Drive: Zoic Re-Invents the Car Chase with CG

Tara DiLullo Bennett asks Zoic Studios' to pop the hood on their production of FOX's new series, Drive, to find out what powers this visual effects filled new series.
Posted In | Magazines: VFXWorld

How do you re-invent the wheel, or in the case of FOX's new road-race drama Drive, how do you re-invent the steering wheel? For decades, the Hollywood way to show drama inside a vehicle has always been the industry standard of mounting hood or side mount cameras on a car or truck to get a peep behind the wheel. But with the constant advances in CG and visual effects technology, even that old, industry standard is getting a face-lift. Drive is action-drama that follows the varied participants of a cross-country, underground road race as they jockey for pole position to win an eventual prize of $32 million. It's high stakes, life-changing stuff and the merciless driving by the racers reflects that in every episode. While the action may be impressive, the real heart of the series comes from the characters that are putting the pedal-to-the-metal and you need immediacy to tell their stories. The problem is that the characters spend the majority of their time inside their cars actually racing, so how do you make those boring constraints dynamic?

Enter Zoic Studios and visual effects supervisor for Drive, Loni Peristere. Based in Los Angeles, Zoic has made a name for itself turning the impossible into impressive results on the small (Firefly, Battlestar Galactica) and big screen (Serenity, Pathfinder). Having worked with Drive co-creator Tim Minear previously on Firefly, Peristere says this series was a challenge from the get-go. "Right after Ben Queen pitched Tim Minear the show, Tim shot me an e-mail and he said he was considering pitching a show about a cross-country road race from Florida to Alaska. He was interested, but he wanted to do something different with it. He asked me how do we make this interesting? I thought about it and our e-mails went quiet for a little while I was doing other things and then he shot me another e-mail. He asked if I had seen War of the Worlds yet and I had. He asked about the sequence with Tom Cruise and his family in traffic where the camera is flying around their minivan going in and out, and in and out. I explained it was a combination of live-action photography in the background and greenscreen composited together. He asked, "Can we do that on TV?" I said, "Of course." Then he asked, "Can we do that from car to car and travel up the highway and move around with this omniscient point of view?" I said, "Well, I don't know? I don't think it's ever been done before and we'll have to figure out how to do that."

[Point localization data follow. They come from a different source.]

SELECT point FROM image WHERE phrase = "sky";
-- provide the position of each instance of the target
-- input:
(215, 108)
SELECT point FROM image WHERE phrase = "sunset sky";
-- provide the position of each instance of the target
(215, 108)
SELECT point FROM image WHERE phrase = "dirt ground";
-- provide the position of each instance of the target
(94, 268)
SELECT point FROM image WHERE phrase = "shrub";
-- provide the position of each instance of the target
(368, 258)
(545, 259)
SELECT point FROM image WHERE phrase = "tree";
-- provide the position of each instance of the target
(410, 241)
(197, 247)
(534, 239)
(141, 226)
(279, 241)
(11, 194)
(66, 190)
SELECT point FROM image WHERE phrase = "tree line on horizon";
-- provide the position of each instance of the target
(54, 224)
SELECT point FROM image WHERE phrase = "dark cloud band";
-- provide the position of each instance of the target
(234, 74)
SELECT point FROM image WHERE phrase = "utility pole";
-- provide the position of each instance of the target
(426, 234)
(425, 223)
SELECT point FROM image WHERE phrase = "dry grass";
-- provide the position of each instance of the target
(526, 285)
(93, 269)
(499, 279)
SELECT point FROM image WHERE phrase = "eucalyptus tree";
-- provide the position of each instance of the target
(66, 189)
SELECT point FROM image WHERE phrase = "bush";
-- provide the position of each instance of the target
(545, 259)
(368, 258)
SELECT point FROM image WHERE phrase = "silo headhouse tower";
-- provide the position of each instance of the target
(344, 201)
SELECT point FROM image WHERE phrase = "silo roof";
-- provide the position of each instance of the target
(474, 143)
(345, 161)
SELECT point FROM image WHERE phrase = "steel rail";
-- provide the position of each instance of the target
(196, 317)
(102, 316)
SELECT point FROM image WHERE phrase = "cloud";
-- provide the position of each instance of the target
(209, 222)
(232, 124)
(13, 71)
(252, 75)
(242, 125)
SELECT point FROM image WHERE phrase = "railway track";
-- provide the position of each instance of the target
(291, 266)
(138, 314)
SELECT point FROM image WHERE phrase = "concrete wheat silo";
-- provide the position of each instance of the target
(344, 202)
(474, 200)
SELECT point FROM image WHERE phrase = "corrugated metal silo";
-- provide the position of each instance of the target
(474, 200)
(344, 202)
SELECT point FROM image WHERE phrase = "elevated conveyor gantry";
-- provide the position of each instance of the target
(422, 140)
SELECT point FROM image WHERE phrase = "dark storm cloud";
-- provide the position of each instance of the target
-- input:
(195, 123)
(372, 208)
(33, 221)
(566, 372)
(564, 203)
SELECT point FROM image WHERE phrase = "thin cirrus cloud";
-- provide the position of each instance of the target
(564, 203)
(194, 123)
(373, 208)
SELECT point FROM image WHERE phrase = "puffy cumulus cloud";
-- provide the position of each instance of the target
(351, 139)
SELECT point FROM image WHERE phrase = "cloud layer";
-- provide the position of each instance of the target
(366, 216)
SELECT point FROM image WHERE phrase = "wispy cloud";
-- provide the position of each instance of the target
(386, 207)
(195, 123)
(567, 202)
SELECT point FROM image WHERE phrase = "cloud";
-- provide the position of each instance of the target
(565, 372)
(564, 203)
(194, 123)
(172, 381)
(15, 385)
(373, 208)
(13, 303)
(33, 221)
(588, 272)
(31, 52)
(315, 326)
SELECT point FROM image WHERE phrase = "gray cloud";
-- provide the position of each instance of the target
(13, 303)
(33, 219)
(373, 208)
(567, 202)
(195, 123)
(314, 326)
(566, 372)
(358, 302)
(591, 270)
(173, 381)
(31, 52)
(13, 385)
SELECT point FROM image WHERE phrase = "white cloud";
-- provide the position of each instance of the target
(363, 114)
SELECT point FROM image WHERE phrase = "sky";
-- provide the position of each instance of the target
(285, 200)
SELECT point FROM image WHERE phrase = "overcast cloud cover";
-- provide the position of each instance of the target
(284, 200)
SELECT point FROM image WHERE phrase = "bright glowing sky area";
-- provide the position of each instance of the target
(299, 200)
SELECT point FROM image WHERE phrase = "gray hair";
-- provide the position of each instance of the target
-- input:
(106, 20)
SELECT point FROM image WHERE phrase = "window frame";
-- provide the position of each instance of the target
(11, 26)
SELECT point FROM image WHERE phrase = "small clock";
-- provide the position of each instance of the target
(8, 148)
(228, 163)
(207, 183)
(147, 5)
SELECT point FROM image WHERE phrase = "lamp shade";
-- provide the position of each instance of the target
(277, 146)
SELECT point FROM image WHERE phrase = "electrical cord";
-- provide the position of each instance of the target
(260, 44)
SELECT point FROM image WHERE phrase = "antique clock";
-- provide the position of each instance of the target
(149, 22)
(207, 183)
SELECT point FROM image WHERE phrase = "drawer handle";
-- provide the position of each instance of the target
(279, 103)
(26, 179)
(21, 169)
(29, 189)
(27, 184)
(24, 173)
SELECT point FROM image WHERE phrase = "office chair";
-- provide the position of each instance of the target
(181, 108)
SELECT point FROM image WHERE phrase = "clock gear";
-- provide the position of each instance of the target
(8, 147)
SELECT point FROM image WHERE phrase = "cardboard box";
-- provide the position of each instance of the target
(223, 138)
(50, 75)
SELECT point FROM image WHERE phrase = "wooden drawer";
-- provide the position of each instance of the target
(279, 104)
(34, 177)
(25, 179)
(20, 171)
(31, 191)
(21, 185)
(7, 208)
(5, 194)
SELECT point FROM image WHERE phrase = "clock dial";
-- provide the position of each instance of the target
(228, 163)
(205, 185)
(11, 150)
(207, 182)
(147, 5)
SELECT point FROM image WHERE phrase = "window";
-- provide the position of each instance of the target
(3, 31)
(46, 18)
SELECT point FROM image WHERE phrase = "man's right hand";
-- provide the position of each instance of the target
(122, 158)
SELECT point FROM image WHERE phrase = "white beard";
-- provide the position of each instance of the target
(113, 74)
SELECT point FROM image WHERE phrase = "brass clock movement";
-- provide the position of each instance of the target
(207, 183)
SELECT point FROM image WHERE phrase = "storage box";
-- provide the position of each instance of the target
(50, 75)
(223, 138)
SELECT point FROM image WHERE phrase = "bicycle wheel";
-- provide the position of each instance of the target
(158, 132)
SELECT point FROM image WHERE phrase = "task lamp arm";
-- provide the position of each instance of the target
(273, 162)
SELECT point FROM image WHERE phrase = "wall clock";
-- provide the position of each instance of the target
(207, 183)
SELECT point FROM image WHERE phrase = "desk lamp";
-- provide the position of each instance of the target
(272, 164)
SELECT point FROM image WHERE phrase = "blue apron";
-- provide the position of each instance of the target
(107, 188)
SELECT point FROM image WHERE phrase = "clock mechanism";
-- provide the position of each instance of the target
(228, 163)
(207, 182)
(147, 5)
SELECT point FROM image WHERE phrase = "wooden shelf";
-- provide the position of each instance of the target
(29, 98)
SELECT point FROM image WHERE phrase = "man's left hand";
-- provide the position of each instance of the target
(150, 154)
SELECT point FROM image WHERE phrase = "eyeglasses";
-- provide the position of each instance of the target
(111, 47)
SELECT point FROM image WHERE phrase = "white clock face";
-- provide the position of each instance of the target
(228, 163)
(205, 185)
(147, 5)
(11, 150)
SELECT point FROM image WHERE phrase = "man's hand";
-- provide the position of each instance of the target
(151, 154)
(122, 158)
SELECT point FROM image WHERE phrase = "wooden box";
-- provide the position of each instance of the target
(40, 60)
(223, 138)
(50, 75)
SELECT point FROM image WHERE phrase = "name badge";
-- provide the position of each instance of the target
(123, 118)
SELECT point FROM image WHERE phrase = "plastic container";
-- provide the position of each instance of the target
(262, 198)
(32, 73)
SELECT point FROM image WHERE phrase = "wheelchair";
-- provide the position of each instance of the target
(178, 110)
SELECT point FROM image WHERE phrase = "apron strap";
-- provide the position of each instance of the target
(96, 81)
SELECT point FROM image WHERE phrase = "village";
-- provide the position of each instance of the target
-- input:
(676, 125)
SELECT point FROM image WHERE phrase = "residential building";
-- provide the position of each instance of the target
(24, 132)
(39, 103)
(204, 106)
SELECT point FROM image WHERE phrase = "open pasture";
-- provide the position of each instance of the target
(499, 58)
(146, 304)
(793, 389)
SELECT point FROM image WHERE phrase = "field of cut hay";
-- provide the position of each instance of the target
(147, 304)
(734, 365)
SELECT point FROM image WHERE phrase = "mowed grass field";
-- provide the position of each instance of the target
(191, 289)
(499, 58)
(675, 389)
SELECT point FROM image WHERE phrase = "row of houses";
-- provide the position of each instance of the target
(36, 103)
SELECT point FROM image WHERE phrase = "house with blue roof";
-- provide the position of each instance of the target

"I got together with Chris Jones (Zoic creative director), Andrew Orloff (Zoic vfx supervisor) and we brought in some of our key compositors and asked how do we invent this new thing?" Peristere continues. "Zoic has become known for reinventing the CG camera, and coming up with new rules that are basically grounded in reality. If you are shooting CG, add zooms, lens flares and bad focus and it will make it more organic. We won the Emmy and the VES for that work. On Drive, it's exactly the opposite. It's almost taking what you see in videogames, with omniscient cameras that fly around your CG characters and never cut, as it just follows the race. For the show, we invented a photo-realistic camera that moves from car-to-car, driver-to-driver, within the context of a race, without cutting. It's really amazing! I'm so incredibly proud because this is what you aspire to do in a vfx company."

Cool as the camera may be, it's created an amazingly complicated vfx pipeline for a television series, one with a learning curve that Peristere and Zoic are still wrestling into submission six episodes into production. "It's a Rubick's Cube!" he laughs. "It's a thing of many parts and when you see it onscreen, that's only one part of thousands. When people watch the show, they will have no idea there are looking at vfx except for the fact that the camera can't possibly be doing what its doing."

In the pilot, Peristere says their new camera process introduces the ensemble cast. "We had a notion that we would have a third person omniscient camera that will introduce all our characters. The camera will find each car in the race, find the racer, then move out, and find the next car and driver over seven vehicles. That's epic in the middle of a race on the highway going 75 mph! We drew up the storyboards of what Chris Jones and I visualized how it should be and we presented them to a really, talented previz artist, Robin Roestroff. He's known industry-wide as "super previz guy." He has a bunch of tools in his kit which allow him to put in camera rigs, limitations and whatnot, so what you previz has some level of attainability in the real world. So basically we had this vision of what we wanted on paper and then presented it to Tim Minear and Greg Yaitanes (director & exec producer). They approved the concept and we then went to technical execution."